On Friday, Vice confirmed that it would cut around 250 of its 2,500-person work force, a move that was first reported by The Hollywood Reporter. Vice has faced a number of setbacks in the past year, including internal office scandals and strained relationships with some advertisers, while also contending with the same market forces that have plagued digital publishing.
At a time when Facebook just reported a record $16.6 billion in ad sales, media companies like Vice are failing to meet revenue goals.
"Vice is what's going on everywhere," says Susan Bidel, a senior analyst at Forrester. "Publishers cannot generate enough revenue to sustain their businesses, and they can't do that because marketers continue to use Facebook and Google to buy advertising."

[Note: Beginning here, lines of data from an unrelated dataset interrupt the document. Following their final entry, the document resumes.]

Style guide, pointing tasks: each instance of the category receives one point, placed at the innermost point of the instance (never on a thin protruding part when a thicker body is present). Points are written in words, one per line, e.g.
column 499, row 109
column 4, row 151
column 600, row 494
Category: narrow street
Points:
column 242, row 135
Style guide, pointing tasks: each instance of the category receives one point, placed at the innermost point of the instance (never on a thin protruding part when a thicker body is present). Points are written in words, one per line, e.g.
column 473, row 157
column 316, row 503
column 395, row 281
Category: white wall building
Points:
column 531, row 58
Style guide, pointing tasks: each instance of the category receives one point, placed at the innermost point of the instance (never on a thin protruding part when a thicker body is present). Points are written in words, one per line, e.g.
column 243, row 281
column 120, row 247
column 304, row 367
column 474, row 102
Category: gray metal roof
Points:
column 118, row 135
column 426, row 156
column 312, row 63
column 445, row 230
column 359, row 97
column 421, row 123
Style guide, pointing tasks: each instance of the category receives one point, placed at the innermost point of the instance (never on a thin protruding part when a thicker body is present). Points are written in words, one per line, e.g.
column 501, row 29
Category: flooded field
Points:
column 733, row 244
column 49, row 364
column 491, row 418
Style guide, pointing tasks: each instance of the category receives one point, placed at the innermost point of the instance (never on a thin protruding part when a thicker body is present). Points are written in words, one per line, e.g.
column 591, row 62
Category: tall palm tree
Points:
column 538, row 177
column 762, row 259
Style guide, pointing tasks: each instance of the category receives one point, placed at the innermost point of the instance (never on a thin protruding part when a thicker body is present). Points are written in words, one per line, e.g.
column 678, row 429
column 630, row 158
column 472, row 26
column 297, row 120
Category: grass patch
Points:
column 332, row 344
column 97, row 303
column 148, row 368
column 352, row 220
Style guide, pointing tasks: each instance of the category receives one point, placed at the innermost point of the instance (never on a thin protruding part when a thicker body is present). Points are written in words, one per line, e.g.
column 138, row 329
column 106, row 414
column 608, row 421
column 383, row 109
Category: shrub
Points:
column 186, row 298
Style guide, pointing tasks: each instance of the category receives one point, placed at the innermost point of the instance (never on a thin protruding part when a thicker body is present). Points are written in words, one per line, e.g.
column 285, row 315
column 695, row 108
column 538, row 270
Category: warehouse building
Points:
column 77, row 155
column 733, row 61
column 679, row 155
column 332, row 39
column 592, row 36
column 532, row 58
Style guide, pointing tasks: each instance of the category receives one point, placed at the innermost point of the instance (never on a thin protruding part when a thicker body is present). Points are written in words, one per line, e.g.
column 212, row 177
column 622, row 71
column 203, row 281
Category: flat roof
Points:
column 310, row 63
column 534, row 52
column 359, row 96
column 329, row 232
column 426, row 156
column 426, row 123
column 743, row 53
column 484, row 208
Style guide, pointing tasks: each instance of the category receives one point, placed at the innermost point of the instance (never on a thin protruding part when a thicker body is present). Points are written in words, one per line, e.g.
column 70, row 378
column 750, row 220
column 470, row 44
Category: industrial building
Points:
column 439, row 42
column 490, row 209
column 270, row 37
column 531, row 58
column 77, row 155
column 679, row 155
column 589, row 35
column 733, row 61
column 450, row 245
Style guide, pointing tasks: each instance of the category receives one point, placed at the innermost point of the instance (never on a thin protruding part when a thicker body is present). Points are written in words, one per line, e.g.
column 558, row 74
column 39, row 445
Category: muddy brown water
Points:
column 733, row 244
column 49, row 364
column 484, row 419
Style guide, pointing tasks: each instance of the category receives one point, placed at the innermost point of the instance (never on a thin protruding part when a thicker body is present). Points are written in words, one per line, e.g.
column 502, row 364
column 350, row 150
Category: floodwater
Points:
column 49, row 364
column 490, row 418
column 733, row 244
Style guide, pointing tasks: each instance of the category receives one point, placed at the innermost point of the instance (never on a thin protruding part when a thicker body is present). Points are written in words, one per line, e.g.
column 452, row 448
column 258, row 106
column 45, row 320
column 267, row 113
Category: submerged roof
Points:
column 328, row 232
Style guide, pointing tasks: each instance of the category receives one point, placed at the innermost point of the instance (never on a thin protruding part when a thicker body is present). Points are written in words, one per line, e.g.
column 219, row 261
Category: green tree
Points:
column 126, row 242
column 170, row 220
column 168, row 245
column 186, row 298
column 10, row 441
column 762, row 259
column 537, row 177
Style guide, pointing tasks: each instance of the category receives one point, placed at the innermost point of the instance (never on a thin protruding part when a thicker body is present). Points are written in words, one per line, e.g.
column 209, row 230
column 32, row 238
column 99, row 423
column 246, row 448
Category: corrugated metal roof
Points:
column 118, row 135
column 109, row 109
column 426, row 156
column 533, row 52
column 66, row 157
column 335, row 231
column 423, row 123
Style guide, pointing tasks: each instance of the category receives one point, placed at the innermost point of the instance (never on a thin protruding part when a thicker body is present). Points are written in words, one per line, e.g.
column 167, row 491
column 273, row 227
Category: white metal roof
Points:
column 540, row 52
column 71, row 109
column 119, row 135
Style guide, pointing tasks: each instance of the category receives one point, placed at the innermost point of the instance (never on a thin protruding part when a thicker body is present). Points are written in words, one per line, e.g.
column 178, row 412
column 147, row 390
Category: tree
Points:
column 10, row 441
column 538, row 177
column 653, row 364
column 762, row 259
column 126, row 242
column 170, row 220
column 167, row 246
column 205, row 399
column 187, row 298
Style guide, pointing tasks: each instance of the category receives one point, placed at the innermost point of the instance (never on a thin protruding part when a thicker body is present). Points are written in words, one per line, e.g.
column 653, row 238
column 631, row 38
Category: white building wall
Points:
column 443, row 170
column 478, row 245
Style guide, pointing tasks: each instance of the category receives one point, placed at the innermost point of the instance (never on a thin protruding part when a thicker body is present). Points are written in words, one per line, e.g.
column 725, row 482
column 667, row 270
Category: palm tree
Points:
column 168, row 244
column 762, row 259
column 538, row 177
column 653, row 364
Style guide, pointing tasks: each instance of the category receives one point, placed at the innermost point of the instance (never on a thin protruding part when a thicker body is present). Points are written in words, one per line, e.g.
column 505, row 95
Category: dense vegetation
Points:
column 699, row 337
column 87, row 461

This market dominance is why the search giant and social media behemoth are together referred to as 'the duopoly.' Although, after Amazon's latest quarterly results, in which it reported having a $10 billion ad business in 2018, there is now a third player in the space.
As the digital publishing industry faces a reckoning, some of its leading companies are finding new ways to cooperate. Just this week, BuzzFeed—which announced it would cut 15 percent of its work force, or about 250 people, last week—and Vice joined a new measurement alliance, as a way to create new standards for advertisers to judge the value of their services.
BuzzFeed CEO Jonah Peretti has predicted that there could be even more formal conosolidation among publishers, and Recode has reported BuzzFeed was exploring a merger with Group Nine Media.
Vice has also had its own internal set of problems, and last year it replaced its co-founder and CEO, Shane Smith, with Nancy Dubuc, previously CEO of A&E Networks. This came after former Vice employees had come forward with allegations of a toxic atmosphere at the company, and high-level staffers were accused of sexual misconduct.
The negative attention forced a few advertisers, including Ally Financial and Under Armour, to reassess relationships with Vice Media last year.
Walt Disney, which invested $400 million in Vice, wrote down the value of that investment by $157 million last year.
Dubuc is now tasked with orchestrating a turnaround at the company. Vice declined to comment for this story, beyond confirming the layoffs.